Kata pro, sering kita dengar dari para remaja yang sibuk bermain game. Semakin hebat dan tangguh dalam bermain game dan membunuh musuh-musuhnya, pemain tersebut dibilang pro. Entah, apakah pro yang dimaksudkan profesional atau pro dengan maksud lain. Dalam game, lawan kata pro adalah Noob, atau nubie yang artinya amatiran atau pemain baru.
Beda lagi pemahaman kata pro digunakan dalam dunia politik. Pro seringkali di maknai lebih memihak satu golongan tertentu atau mendukung satu calon tertentu. Dalam kamus besar bahasa Indonesia, pro diartikan lebih.
Sering juga kita dengar awalan pro, identik dengan kehandalan sebuah profesi kerja. Misalnya profesional, yang diartikan orang yang menekuni bidang pekerjaan tertentu dan handal dibidang tersebut. Selain sudah memiliki pengalaman yang cukup banyak, keahliannya pun sudah tidak diragukan lagi.

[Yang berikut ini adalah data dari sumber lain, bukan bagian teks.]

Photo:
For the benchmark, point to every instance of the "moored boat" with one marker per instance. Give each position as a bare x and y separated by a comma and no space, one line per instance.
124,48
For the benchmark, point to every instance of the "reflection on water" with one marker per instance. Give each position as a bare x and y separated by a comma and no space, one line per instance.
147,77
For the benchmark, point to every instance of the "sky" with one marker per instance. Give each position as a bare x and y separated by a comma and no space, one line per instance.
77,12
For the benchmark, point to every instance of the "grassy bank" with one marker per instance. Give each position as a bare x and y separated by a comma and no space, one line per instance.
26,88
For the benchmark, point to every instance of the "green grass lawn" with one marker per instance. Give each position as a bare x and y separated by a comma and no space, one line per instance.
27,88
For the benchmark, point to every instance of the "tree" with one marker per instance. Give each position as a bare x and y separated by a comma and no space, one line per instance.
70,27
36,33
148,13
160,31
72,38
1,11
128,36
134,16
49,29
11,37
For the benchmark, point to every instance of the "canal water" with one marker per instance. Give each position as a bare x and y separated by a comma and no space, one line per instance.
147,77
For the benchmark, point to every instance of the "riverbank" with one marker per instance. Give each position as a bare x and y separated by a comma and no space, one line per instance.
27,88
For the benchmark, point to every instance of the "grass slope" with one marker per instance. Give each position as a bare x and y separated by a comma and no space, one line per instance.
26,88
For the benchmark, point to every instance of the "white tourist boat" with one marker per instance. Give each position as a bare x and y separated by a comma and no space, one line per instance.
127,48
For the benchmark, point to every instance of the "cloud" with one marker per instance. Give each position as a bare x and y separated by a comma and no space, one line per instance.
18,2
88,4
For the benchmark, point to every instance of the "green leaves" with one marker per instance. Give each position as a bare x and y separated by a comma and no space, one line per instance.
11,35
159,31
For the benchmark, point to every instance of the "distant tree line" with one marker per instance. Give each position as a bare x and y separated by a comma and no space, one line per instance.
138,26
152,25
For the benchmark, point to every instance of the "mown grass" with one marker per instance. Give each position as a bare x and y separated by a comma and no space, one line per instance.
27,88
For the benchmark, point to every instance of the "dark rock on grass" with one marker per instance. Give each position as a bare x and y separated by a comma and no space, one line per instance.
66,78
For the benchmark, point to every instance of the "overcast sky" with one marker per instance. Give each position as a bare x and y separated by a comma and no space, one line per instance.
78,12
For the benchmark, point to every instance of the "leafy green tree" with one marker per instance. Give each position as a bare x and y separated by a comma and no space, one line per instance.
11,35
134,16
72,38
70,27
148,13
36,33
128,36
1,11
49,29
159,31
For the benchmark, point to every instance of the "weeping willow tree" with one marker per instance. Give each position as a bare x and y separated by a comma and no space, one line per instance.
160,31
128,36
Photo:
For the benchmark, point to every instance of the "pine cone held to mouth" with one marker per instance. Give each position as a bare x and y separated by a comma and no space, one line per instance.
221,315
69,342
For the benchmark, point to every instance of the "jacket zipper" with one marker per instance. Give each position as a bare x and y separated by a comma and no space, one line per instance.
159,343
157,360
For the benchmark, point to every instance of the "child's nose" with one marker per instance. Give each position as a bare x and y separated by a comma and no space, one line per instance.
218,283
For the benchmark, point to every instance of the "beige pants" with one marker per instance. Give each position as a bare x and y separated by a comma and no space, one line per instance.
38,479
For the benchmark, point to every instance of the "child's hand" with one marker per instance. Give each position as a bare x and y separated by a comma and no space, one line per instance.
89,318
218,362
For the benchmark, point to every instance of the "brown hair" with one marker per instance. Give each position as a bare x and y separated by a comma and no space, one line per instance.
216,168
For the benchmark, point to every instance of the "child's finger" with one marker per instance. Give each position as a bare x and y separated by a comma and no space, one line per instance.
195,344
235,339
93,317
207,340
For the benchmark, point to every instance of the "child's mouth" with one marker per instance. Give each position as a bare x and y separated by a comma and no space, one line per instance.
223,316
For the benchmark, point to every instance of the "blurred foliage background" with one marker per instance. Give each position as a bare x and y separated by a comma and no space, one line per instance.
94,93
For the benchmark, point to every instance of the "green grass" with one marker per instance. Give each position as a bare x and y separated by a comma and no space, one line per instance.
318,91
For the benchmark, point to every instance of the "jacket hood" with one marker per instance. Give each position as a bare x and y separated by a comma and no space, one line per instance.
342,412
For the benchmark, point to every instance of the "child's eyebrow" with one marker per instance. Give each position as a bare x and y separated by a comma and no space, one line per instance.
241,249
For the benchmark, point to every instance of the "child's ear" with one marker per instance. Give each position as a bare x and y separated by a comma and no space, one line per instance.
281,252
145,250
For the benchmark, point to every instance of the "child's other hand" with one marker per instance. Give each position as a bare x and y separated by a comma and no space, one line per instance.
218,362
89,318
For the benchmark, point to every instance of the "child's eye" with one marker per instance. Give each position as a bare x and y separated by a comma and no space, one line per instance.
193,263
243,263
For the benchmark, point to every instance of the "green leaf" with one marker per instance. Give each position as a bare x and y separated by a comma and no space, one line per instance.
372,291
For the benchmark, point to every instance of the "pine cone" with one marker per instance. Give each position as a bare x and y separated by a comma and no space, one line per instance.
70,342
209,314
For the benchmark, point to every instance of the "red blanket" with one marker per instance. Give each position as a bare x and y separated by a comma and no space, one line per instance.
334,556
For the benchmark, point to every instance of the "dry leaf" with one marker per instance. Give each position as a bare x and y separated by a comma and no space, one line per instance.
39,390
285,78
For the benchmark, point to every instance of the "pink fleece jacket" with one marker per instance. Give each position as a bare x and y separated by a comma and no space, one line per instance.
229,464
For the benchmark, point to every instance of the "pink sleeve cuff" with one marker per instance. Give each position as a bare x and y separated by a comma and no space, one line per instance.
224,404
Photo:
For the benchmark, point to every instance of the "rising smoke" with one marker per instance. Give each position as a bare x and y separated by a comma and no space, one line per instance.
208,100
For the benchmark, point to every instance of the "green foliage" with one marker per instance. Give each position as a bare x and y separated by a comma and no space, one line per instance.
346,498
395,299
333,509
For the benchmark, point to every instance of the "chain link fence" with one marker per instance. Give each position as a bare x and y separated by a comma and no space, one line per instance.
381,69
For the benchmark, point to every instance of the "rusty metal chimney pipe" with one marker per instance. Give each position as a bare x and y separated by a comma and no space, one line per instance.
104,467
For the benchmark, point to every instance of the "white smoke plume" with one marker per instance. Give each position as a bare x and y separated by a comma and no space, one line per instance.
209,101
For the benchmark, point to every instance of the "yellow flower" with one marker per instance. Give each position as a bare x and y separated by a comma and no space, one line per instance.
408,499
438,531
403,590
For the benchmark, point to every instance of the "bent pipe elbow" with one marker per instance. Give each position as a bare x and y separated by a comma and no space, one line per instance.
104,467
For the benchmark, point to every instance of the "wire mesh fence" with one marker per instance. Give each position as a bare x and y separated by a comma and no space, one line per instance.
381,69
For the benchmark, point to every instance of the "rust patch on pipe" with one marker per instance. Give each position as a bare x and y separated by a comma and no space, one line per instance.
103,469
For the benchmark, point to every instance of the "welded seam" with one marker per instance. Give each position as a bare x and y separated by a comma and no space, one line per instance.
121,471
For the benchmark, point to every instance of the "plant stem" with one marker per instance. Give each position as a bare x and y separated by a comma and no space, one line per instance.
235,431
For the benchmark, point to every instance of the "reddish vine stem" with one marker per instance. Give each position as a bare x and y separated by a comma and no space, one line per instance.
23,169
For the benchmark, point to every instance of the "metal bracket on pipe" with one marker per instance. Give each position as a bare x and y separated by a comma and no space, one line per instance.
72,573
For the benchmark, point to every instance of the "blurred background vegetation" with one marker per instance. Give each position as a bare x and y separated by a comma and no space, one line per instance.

Kata pro, seakan membagi kelas antara yang memiliki skill tinggi dengan mereka yang baru saja menekuni bidang tertentu. Kenyataannya, dalam kehidupan sosial bidang pekerjaan terbagi dalam kelas sosial. Para tukang becak yang sudah 10 tahun menekuni bidang pekerjaannya, tetap saja lebih tinggi tukang bangunan yang baru dua tahun menekuni pekerjaannya. Meski sama-sama tukang, kerja tukang bangunan lebih sulit daripada tukang beca.

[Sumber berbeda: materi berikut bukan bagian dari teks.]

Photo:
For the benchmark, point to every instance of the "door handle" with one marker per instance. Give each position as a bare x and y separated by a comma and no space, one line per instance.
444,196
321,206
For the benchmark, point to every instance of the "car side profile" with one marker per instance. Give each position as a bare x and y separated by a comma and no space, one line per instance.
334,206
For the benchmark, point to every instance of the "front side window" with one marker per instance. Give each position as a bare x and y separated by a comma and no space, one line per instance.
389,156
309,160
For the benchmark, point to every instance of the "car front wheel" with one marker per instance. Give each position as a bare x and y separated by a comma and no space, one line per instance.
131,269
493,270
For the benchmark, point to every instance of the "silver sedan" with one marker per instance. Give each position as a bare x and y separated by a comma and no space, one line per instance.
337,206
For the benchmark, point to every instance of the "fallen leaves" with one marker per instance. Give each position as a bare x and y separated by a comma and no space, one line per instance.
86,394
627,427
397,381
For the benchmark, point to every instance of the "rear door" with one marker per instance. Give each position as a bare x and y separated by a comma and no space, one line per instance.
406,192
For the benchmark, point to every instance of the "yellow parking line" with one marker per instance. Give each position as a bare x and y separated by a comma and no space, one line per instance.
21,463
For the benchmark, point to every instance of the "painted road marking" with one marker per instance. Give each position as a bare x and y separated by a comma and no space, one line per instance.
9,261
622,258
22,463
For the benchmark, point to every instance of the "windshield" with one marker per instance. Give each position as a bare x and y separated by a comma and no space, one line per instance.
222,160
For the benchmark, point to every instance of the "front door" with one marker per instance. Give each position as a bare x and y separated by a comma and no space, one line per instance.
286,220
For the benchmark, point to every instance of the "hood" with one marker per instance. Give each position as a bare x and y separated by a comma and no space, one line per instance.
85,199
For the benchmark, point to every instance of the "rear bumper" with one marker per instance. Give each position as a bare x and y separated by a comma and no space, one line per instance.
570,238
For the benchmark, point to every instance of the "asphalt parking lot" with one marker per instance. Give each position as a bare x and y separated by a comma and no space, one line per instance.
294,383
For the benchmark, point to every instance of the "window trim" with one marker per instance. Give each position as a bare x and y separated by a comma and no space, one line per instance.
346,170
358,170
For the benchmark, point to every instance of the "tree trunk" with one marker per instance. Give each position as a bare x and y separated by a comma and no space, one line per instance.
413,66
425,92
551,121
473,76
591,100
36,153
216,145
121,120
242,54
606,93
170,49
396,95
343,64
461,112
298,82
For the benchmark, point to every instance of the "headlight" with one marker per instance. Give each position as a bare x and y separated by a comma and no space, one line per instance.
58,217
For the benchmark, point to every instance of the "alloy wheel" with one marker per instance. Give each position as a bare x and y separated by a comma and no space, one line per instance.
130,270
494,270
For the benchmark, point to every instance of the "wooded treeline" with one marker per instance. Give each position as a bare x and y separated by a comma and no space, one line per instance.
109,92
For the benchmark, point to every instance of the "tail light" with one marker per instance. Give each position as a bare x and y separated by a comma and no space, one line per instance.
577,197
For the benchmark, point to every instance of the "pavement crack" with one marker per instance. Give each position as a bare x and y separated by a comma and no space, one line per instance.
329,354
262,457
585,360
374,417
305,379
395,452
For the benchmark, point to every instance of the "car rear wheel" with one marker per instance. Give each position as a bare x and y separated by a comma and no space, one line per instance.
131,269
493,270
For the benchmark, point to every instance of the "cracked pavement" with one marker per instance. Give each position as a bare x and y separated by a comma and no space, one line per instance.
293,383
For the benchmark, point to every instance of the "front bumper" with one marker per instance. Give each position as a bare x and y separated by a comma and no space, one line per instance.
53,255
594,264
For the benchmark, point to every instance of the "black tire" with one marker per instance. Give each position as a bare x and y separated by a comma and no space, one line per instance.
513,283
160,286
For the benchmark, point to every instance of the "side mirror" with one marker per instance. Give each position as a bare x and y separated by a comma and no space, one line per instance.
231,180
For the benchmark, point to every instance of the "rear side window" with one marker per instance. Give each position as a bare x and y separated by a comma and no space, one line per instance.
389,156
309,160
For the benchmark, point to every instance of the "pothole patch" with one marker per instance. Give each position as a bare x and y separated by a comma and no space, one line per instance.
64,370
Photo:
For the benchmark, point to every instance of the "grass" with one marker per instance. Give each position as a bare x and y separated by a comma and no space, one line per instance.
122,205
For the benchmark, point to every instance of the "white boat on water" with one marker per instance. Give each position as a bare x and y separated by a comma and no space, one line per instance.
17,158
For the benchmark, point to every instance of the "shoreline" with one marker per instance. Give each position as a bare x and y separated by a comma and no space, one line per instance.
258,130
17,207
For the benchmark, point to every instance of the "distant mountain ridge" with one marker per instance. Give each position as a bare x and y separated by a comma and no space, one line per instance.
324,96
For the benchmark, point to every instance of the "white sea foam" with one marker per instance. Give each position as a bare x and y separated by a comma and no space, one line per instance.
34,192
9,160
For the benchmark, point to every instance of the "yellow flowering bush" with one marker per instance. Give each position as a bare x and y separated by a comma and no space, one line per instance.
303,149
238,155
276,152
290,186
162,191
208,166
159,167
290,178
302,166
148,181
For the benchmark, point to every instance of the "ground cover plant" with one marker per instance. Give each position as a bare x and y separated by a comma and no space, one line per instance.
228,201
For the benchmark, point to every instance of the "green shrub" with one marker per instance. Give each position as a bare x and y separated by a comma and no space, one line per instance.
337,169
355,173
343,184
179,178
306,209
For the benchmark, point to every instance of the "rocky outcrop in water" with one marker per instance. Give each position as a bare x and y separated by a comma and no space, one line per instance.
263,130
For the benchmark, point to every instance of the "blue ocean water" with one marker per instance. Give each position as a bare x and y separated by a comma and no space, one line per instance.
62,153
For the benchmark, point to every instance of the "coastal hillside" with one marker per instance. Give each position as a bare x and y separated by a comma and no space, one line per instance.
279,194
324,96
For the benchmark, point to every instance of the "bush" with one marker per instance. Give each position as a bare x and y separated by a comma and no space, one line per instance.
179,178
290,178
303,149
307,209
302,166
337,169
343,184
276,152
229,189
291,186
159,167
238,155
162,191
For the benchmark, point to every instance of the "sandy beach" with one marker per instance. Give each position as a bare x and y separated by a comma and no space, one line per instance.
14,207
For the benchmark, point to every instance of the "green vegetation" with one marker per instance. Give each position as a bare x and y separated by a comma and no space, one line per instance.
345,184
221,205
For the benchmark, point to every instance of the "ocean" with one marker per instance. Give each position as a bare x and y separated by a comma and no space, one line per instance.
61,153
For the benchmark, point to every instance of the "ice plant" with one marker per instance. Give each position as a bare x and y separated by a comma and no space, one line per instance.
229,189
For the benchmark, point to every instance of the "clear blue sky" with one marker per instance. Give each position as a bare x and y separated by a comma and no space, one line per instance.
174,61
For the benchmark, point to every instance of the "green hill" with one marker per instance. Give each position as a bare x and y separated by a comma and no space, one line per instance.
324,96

Namun, kadang kala kita lupa bahwa bidang pekerjaan apapun bentuknya adalah profesi yang keberdaannya harus dihormati. Baru-baru ini, sedang viral di media sosial bagaimana seorang satpam yang dengan percaya diri mengantar putrinya wisuda. Media sosial ramai memposting foto-foto dengan berbagai komentar pro dan kontra.
Sang ayah dengan percaya diri, menggunakan seragam lengkap menemani putrinya. Apa yang salah dengan sang ayah? Hinakah pekerjaan satpam hingga dianggap tidak pantas untuk menemani putri kandungnya diwisuda?
Kelatahan media sosial ini disambut baik oleh salah satu media online dengan traffic tinggi di Indonesia. Tanpa sadar pula, media massa yang seharusnya profesional dalam bidangnya dengan puluhan tahun malang melintang memberi informasi pada masyarakat, kini harus terjebak dalam kamuflase indahnya hoax, yang memang berujung semakin populernya pembaca media tersebut.
Apakah mereka yang berprofesi satpam identik dengan kemiskinan? Hingga dianggap tidak layak berada dalam lingkaran strata lingkungan sekolah atau kampus yang memiliki pengetahuan tinggi? Harusnya kita semua menyadari, jumlah penghasilan sang Satpam hingga mampu membayar kuliah putrinya. Berapa banyak tukang becak yang hidup berkecukupan dan memiliki putra-putri yang sehat, bersekolah, bahkan telah bergelar S2 dan S3.
Profesi bukanlah jaminan berapa banyak harta yang dimilikinya, sebab tidak sedikit orang yang kelihatan kaya tetapi sangat miskin karena hutangnya bertumpuk di Bank, berapa banyak cicilan yang harus dibayar setiap bulan. Sedangkan bapak Satpam, abang becak, dan profesional lainnya tertawa lepas bersama keluarganya tanpa beban. Marilah kita koreksi diri, memandang dalam-dalam diri kita dimuka cermin. Sudah pantaskah kita? Wallahu ‘alam.